Edward Kondrot, MD
Edward Kondrot, MD
Ophthalmology · Charleroi, PA


Free Eye surgeries in Togo Africa


November 6th
Mango, Togo, Togo

Project Description

Mango is a village 9 hours drive north of Lome, the capital of Togo. Where it is located, there is no eye doctors to perform surgery for the the poor people in this area. I will be bringing supplies for 200 cases and will perform surgery free of charge to the blind patients.

Population Served

The people in Mango, Togo will be the main patient population but often times there are people walking from 2 to 3 days walk from village around who would come to have their eye surgeries done. The cataracts are so dense that these people are practically blind. They only see hand motion or light perception.

Expected Impact

After surgery the blind adults can go back to their village and farm to feed their families. They also free up the children who are often used as care giver for these blind villagers. A new life if given back to each person who has his or her eye sight restored.


Trip Photos & Recap

After a very long 30-hour flight to get to Lome, Togo, Africa, I was greeted by the local team at the Lome International Airport. The team van was loaded with a portable microscope and many boxes of supplies that we would use for the surgeries. Then, the 12-hour trip begins on the main freeway going north-south toward the northern border of Togo and Burkina Faso.

I performed a total of 170 free eye surgeries for the people in the village of Mango.

I was interviewed on Hope Radio in Mango to spread the word about my work to the blind people to come out and have their eye operated on.

This trip brought me so much joy watching many people going from light perception (they can not see my fingers in front of their faces but can see the blinking light of a flashlight) to being able to read the last line the next day! It was so rewarding for me!

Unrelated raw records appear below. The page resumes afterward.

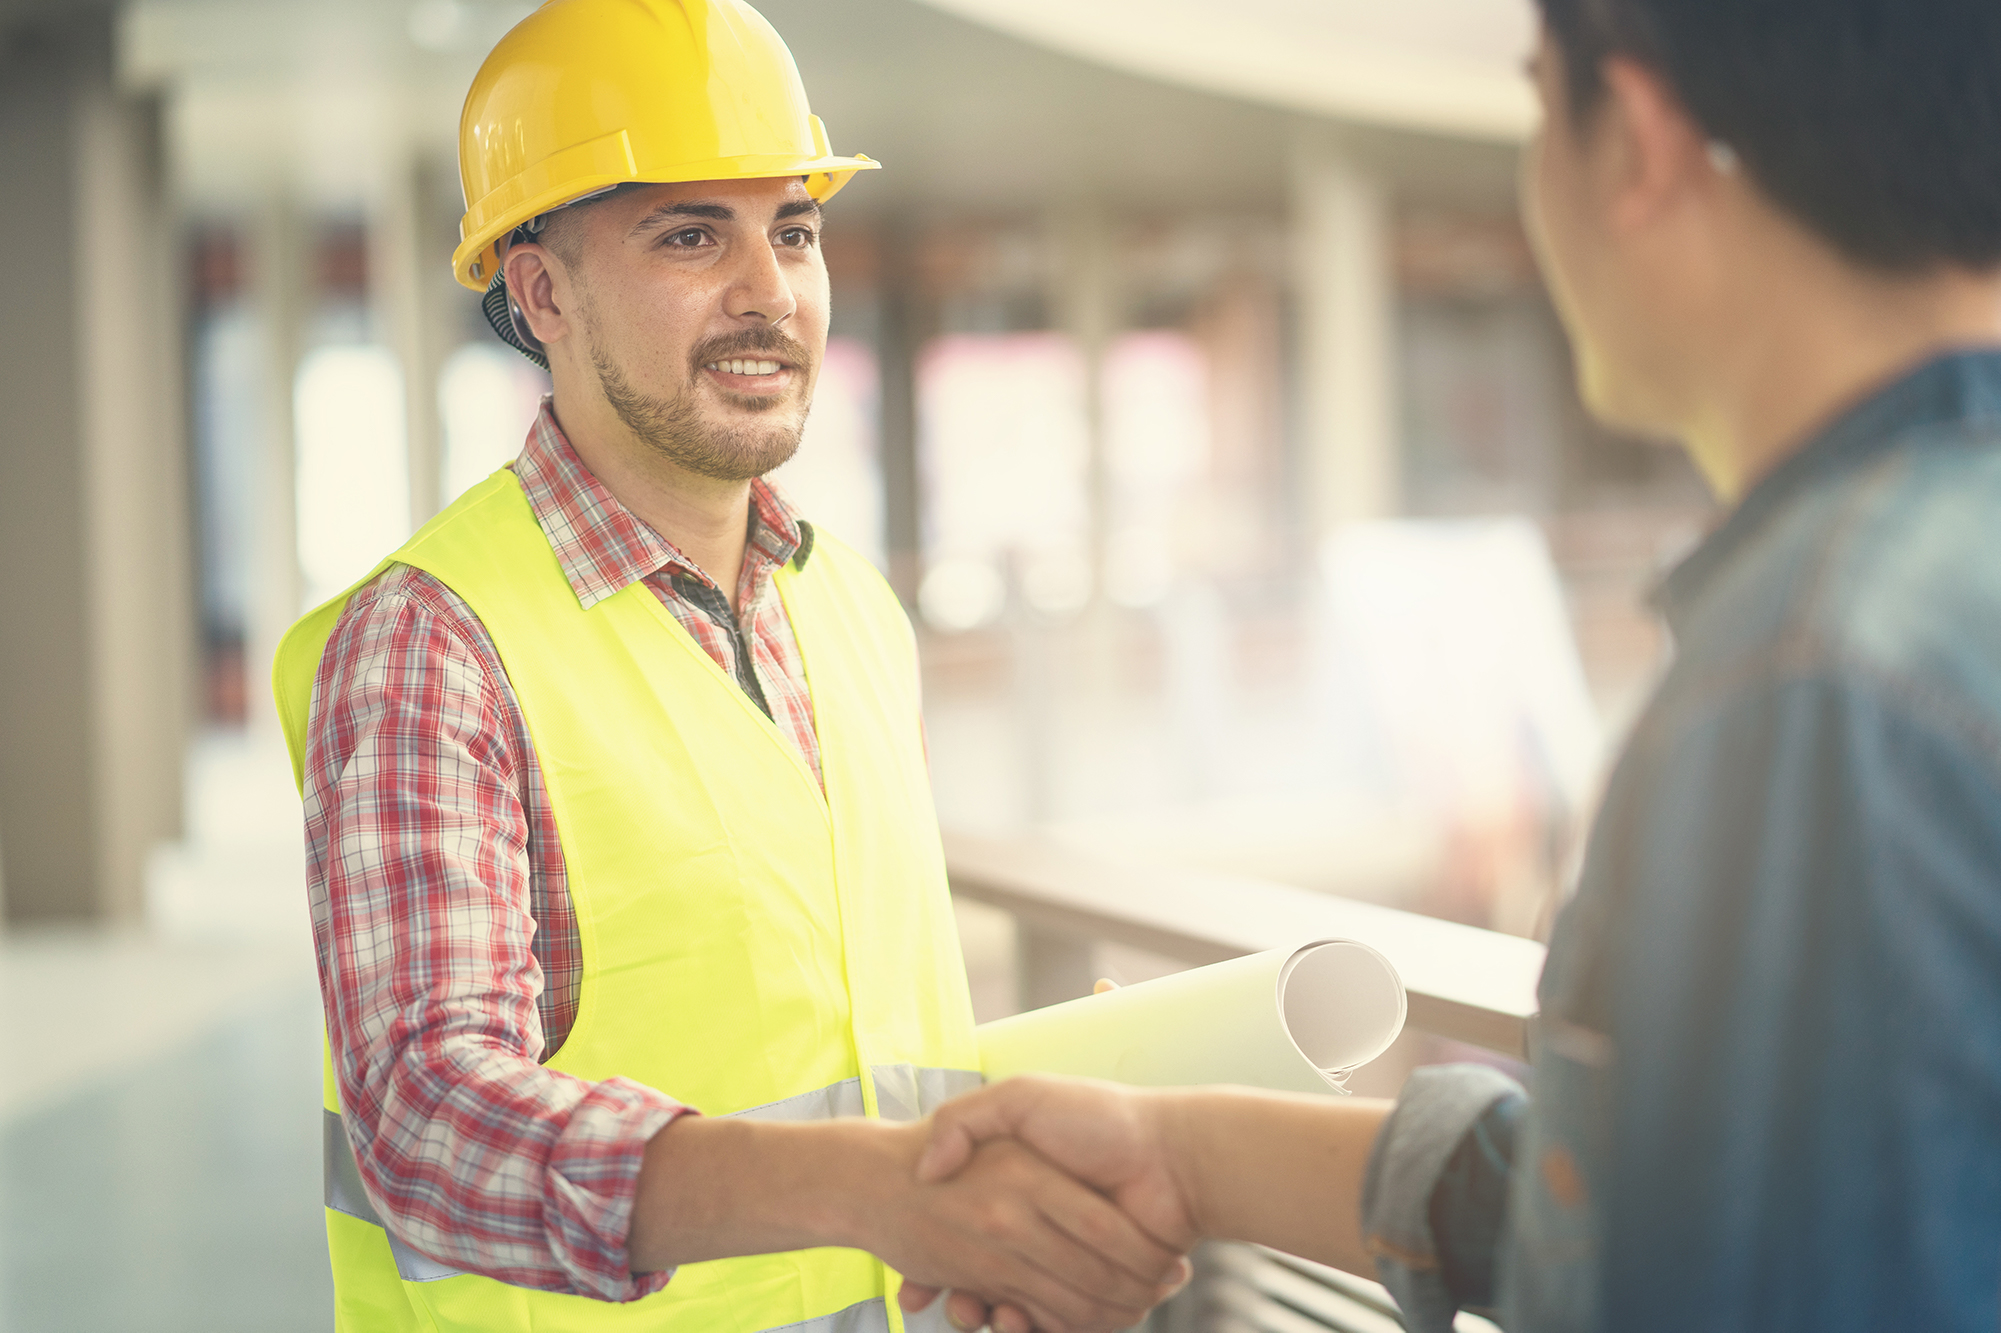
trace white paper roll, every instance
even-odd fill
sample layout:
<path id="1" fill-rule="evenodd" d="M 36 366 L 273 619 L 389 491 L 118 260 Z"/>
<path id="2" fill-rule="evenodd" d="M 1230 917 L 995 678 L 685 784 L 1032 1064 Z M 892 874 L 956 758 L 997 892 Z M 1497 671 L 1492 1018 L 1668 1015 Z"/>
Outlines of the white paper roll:
<path id="1" fill-rule="evenodd" d="M 980 1063 L 989 1079 L 1339 1092 L 1343 1075 L 1396 1040 L 1404 1010 L 1389 959 L 1353 940 L 1316 940 L 983 1024 Z"/>

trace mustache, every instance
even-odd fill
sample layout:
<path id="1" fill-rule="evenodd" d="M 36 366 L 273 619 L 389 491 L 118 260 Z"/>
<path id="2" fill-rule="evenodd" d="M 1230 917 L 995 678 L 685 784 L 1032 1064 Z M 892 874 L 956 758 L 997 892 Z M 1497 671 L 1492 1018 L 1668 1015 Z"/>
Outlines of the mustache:
<path id="1" fill-rule="evenodd" d="M 783 361 L 800 370 L 810 370 L 813 365 L 813 354 L 806 350 L 806 344 L 790 334 L 779 329 L 744 329 L 697 345 L 688 354 L 689 370 L 698 371 L 711 361 L 754 354 L 771 361 Z"/>

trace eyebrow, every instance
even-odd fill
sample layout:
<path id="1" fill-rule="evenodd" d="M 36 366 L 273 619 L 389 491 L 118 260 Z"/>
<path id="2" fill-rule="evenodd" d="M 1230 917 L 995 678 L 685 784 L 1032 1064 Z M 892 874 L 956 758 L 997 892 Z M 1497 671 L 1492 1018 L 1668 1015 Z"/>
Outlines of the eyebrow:
<path id="1" fill-rule="evenodd" d="M 819 211 L 820 204 L 818 200 L 793 199 L 780 204 L 775 216 L 777 220 L 783 221 L 786 218 L 796 218 L 805 213 L 817 215 Z M 706 218 L 710 222 L 735 222 L 736 210 L 728 204 L 709 204 L 698 200 L 677 200 L 673 203 L 660 205 L 660 207 L 633 223 L 631 234 L 637 236 L 643 231 L 650 231 L 655 227 L 679 218 Z"/>

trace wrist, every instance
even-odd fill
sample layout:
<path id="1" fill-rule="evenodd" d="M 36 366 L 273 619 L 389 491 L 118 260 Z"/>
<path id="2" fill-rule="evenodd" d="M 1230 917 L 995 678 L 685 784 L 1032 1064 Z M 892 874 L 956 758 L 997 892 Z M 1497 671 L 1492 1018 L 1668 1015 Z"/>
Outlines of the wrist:
<path id="1" fill-rule="evenodd" d="M 1216 1172 L 1213 1135 L 1219 1094 L 1205 1088 L 1175 1088 L 1152 1095 L 1151 1110 L 1160 1135 L 1168 1174 L 1188 1209 L 1188 1220 L 1203 1240 L 1216 1235 L 1213 1183 Z"/>
<path id="2" fill-rule="evenodd" d="M 813 1243 L 879 1251 L 916 1185 L 927 1126 L 848 1119 L 812 1128 L 818 1141 L 798 1202 Z"/>
<path id="3" fill-rule="evenodd" d="M 640 1169 L 627 1255 L 634 1272 L 822 1245 L 867 1249 L 907 1189 L 919 1125 L 683 1116 Z"/>

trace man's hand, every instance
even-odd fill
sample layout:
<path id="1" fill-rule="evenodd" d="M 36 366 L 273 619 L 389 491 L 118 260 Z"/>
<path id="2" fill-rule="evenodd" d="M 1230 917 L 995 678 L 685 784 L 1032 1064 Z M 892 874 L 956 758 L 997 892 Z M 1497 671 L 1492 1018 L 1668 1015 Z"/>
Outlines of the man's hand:
<path id="1" fill-rule="evenodd" d="M 1010 1079 L 948 1102 L 932 1115 L 917 1177 L 951 1178 L 977 1153 L 1014 1140 L 1102 1191 L 1164 1250 L 1184 1254 L 1198 1239 L 1198 1229 L 1191 1196 L 1167 1151 L 1170 1095 L 1085 1079 Z M 919 1274 L 900 1271 L 908 1275 L 899 1295 L 906 1310 L 923 1309 L 945 1285 L 926 1285 Z M 1147 1304 L 1165 1299 L 1186 1280 L 1187 1263 L 1181 1260 Z M 978 1328 L 989 1317 L 1002 1333 L 1028 1333 L 1031 1323 L 1043 1326 L 1039 1314 L 1005 1292 L 978 1283 L 952 1285 L 960 1289 L 947 1314 L 961 1328 Z"/>

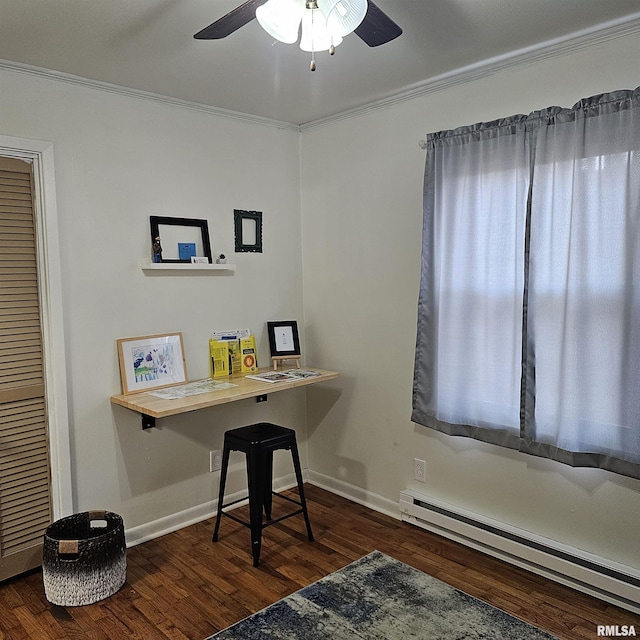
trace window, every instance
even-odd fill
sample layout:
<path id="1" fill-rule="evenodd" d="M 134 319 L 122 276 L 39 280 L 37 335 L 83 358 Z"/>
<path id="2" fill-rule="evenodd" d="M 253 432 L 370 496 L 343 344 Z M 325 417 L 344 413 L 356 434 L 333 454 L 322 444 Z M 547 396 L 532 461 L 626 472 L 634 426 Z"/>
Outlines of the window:
<path id="1" fill-rule="evenodd" d="M 413 420 L 640 477 L 640 92 L 428 137 Z"/>

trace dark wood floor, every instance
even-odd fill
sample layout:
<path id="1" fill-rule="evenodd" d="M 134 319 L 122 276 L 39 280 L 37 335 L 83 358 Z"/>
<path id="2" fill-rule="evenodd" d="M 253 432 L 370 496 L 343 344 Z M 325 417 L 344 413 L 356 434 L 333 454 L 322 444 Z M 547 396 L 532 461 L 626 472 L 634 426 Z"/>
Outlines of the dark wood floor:
<path id="1" fill-rule="evenodd" d="M 305 486 L 315 542 L 301 516 L 283 521 L 254 568 L 248 529 L 225 518 L 213 543 L 207 520 L 129 549 L 124 587 L 84 607 L 49 604 L 36 571 L 0 583 L 0 639 L 202 640 L 374 549 L 559 638 L 596 638 L 603 624 L 640 635 L 640 616 Z"/>

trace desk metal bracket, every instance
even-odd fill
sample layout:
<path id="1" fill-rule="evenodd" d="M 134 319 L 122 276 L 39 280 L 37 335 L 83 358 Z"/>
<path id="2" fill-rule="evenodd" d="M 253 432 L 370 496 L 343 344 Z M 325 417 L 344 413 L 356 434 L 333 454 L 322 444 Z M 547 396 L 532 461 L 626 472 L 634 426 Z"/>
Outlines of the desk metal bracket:
<path id="1" fill-rule="evenodd" d="M 267 401 L 267 394 L 263 393 L 259 396 L 256 396 L 256 402 L 266 402 Z"/>
<path id="2" fill-rule="evenodd" d="M 156 419 L 153 416 L 148 416 L 146 413 L 142 414 L 142 429 L 153 429 L 156 426 Z"/>

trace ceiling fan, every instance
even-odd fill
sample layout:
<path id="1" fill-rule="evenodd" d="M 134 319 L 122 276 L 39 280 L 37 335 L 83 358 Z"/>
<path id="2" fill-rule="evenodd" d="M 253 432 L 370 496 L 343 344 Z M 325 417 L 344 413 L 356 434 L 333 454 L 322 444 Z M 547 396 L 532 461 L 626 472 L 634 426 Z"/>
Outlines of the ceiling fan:
<path id="1" fill-rule="evenodd" d="M 402 34 L 402 29 L 371 0 L 247 0 L 227 15 L 196 33 L 197 40 L 226 38 L 254 18 L 276 40 L 310 51 L 315 71 L 316 51 L 331 55 L 342 38 L 354 32 L 370 47 L 378 47 Z"/>

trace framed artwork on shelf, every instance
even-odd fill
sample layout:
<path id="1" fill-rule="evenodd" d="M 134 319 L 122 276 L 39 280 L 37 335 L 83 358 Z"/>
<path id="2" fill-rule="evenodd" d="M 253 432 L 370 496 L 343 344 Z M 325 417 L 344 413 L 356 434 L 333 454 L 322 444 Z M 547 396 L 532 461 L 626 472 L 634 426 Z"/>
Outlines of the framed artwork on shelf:
<path id="1" fill-rule="evenodd" d="M 149 216 L 149 223 L 154 262 L 191 263 L 191 256 L 213 262 L 206 220 Z"/>
<path id="2" fill-rule="evenodd" d="M 181 332 L 120 338 L 117 343 L 123 395 L 187 381 Z"/>

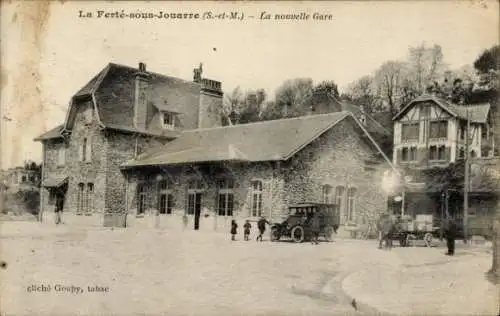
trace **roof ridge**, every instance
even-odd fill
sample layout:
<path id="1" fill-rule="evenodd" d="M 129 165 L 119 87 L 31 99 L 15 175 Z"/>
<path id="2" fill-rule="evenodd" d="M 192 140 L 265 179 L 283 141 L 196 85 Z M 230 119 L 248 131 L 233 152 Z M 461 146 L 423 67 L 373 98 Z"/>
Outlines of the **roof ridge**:
<path id="1" fill-rule="evenodd" d="M 128 65 L 124 65 L 124 64 L 109 62 L 109 65 L 112 65 L 114 67 L 121 67 L 121 68 L 127 68 L 127 69 L 130 69 L 130 70 L 139 71 L 138 68 L 135 68 L 135 67 L 132 67 L 132 66 L 128 66 Z M 193 81 L 189 81 L 187 79 L 183 79 L 183 78 L 179 78 L 179 77 L 174 77 L 174 76 L 169 76 L 169 75 L 164 75 L 164 74 L 161 74 L 161 73 L 158 73 L 158 72 L 154 72 L 154 71 L 146 71 L 146 72 L 149 73 L 149 74 L 158 76 L 158 77 L 163 77 L 163 78 L 167 78 L 167 79 L 176 79 L 176 80 L 180 80 L 180 81 L 182 81 L 184 83 L 189 83 L 191 85 L 198 85 L 198 83 L 193 82 Z"/>
<path id="2" fill-rule="evenodd" d="M 338 112 L 330 112 L 330 113 L 323 113 L 323 114 L 315 114 L 315 115 L 304 115 L 304 116 L 296 116 L 296 117 L 289 117 L 289 118 L 282 118 L 282 119 L 277 119 L 277 120 L 267 120 L 267 121 L 258 121 L 258 122 L 251 122 L 251 123 L 245 123 L 245 124 L 235 124 L 235 125 L 228 125 L 228 126 L 216 126 L 216 127 L 206 127 L 206 128 L 196 128 L 196 129 L 190 129 L 190 130 L 185 130 L 183 133 L 195 133 L 199 131 L 207 131 L 207 130 L 216 130 L 216 129 L 221 129 L 221 128 L 235 128 L 235 127 L 240 127 L 240 126 L 255 126 L 255 125 L 265 125 L 265 124 L 272 124 L 274 122 L 281 122 L 281 121 L 293 121 L 293 120 L 304 120 L 304 119 L 312 119 L 312 118 L 317 118 L 317 117 L 322 117 L 322 116 L 334 116 L 334 115 L 340 115 L 340 114 L 346 114 L 346 113 L 351 113 L 349 111 L 338 111 Z"/>
<path id="3" fill-rule="evenodd" d="M 345 101 L 341 101 L 339 99 L 337 99 L 335 96 L 331 95 L 331 93 L 328 94 L 328 96 L 330 98 L 333 98 L 336 102 L 342 104 L 342 103 L 346 103 Z M 350 105 L 353 105 L 355 107 L 357 107 L 361 112 L 363 112 L 363 114 L 365 114 L 369 119 L 371 119 L 375 124 L 377 124 L 379 127 L 381 127 L 384 131 L 390 133 L 391 131 L 388 129 L 388 128 L 385 128 L 384 125 L 382 125 L 379 121 L 377 121 L 373 116 L 371 116 L 368 112 L 364 111 L 361 109 L 361 107 L 355 103 L 348 103 Z"/>

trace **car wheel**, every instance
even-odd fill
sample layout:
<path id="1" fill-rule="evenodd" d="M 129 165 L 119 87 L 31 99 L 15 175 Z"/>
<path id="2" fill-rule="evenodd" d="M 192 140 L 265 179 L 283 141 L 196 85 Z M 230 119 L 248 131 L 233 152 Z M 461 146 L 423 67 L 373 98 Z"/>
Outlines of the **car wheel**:
<path id="1" fill-rule="evenodd" d="M 299 243 L 304 240 L 304 228 L 302 226 L 295 226 L 292 228 L 292 240 Z"/>
<path id="2" fill-rule="evenodd" d="M 271 228 L 271 241 L 277 241 L 277 240 L 280 240 L 280 232 L 278 230 L 278 228 L 276 227 L 273 227 Z"/>
<path id="3" fill-rule="evenodd" d="M 327 241 L 333 241 L 333 227 L 328 226 L 325 228 L 325 239 Z"/>

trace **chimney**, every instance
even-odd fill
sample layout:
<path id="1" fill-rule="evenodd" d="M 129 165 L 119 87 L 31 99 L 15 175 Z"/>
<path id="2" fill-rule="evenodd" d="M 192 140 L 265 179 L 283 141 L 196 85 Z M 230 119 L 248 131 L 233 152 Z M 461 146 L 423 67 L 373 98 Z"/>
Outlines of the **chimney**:
<path id="1" fill-rule="evenodd" d="M 193 82 L 201 83 L 201 74 L 203 73 L 203 64 L 200 63 L 198 68 L 193 69 Z"/>
<path id="2" fill-rule="evenodd" d="M 146 72 L 146 64 L 143 62 L 139 63 L 139 72 Z"/>
<path id="3" fill-rule="evenodd" d="M 148 117 L 148 80 L 146 64 L 139 63 L 139 71 L 135 73 L 134 91 L 134 126 L 137 129 L 147 128 Z"/>
<path id="4" fill-rule="evenodd" d="M 203 64 L 193 70 L 193 81 L 200 85 L 198 106 L 198 128 L 221 126 L 222 121 L 222 83 L 217 80 L 202 78 Z"/>

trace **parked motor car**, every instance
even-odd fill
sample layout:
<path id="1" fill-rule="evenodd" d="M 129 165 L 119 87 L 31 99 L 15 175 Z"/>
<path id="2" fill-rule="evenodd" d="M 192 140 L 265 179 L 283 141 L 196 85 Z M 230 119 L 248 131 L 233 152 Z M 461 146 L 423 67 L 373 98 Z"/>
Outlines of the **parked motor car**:
<path id="1" fill-rule="evenodd" d="M 296 243 L 310 240 L 311 222 L 319 217 L 320 237 L 333 240 L 340 223 L 340 214 L 336 204 L 299 203 L 288 207 L 289 215 L 284 221 L 271 225 L 271 241 L 290 238 Z"/>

I left Mango, Togo feeling very sad as I saw a couple of cases of crossed-eyed children, but I did not bring the equipment to perform muscle surgeries. I will come back soon to take care of those cases in 2024. The people of Mango were so welcoming, sweet, and loving. They are poor and don’t have a lot. The village has a well for water for everybody, and I often see children carrying wood on their heads while walking home after school for the family to cook their meals. I can feel their hardship. I can feel the dust in the air, the oppressive heat, the sweat on their skin, the malnutrition, the poverty, and the diseases they have to endure, yet they are also humans like us. They taught us as doctors how to function in a low-resource environment and how to give care with just the minimum amount of supplies. I gave sight back to a young girl who was becoming blind in her left eye at eight years old, and now she can see again out of that eye. She was so happy. Her parents are so happy and so grateful for our help. They thank me profusely. I hear countless stories from these patients, telling me how I don’t know them and they don’t know me, but here I am, and I am giving them back their sight and their lives. They can now return to the fields and farm to feed their families. Or they can now be independent and not depend on somebody else to care for them. They dance joyously during post op days. Singing songs of joys and clapping their hands. They are thanking me for our help but in my heart I am thanking them of the opportunity to serve them. They make my life so much more meaningful.